Yes — every weekday issue of the PromptSharp Dev Brief publishes one full pool prompt free on the web, and it stays free in the archive. Pro is the daily full prompt set, the searchable archive, personalization, and MCP delivery — not a paywall on this page.
Which AI model does this prompt work with?
Any of them. Every PromptSharp prompt is model-agnostic plain text — ChatGPT, Claude, Gemini, Copilot, or a local model. No plugins, no custom GPTs; paste and run.
How is the dev & engineering prompt of the day chosen?
Deterministic rotation over the curated dev & engineering pool — currently 10 prompts across 5 sections — the same single source the paid brief reads. Same date, same prompt: the archive never silently changes under you.

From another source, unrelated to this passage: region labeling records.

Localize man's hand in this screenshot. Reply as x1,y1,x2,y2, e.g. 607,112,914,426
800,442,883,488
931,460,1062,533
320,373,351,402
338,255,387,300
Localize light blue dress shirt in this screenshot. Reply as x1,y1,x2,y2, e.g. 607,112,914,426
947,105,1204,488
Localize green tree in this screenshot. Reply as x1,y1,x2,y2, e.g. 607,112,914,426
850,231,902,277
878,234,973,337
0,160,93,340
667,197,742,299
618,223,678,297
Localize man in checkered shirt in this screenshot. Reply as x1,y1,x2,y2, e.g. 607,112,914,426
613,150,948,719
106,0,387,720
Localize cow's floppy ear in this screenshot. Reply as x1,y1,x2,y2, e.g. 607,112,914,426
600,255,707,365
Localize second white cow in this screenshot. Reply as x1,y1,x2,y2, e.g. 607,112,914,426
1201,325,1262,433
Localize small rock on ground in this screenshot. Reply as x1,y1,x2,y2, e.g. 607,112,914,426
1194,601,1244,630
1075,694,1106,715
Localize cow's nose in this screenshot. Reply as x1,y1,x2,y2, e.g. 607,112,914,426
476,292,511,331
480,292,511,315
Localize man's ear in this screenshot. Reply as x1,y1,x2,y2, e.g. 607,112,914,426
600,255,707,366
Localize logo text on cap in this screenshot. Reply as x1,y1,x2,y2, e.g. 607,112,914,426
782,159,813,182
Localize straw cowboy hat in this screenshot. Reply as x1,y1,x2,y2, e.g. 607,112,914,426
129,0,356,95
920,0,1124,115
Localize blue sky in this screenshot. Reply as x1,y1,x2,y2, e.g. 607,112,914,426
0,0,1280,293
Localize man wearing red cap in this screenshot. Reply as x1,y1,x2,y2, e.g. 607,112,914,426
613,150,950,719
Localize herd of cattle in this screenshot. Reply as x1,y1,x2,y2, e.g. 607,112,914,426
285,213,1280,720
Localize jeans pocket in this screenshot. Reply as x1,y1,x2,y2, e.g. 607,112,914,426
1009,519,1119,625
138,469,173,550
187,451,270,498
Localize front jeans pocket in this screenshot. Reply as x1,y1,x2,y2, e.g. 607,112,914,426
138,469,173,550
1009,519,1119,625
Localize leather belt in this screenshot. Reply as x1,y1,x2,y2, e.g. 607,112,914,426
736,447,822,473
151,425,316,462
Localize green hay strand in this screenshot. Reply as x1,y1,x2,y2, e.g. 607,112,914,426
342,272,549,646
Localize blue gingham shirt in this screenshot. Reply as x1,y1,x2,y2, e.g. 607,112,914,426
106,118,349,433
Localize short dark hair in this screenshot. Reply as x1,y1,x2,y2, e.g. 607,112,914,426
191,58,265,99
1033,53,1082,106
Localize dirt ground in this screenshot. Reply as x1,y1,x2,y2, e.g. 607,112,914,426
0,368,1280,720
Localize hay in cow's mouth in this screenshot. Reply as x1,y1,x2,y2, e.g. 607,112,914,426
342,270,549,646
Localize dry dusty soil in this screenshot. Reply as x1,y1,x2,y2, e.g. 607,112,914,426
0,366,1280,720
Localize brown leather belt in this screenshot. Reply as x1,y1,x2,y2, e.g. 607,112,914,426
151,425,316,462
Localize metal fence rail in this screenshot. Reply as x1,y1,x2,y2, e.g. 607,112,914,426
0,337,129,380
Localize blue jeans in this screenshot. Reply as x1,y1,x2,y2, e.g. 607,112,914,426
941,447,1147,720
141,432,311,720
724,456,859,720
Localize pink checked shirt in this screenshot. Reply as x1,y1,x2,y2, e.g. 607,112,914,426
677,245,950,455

What goes in the [BRACKETED] placeholders?
Your context — the walkthrough above covers each one. The short rule: the more concrete the fill (real names, numbers, constraints), the sharper the output. Save your details once at /profile and web copies arrive pre-filled.
How do I get this in my inbox instead?
The capture form above — PromptSharp Dev Brief status is honest: live briefs send every weekday; pre-launch verticals email their free list the day the email edition starts.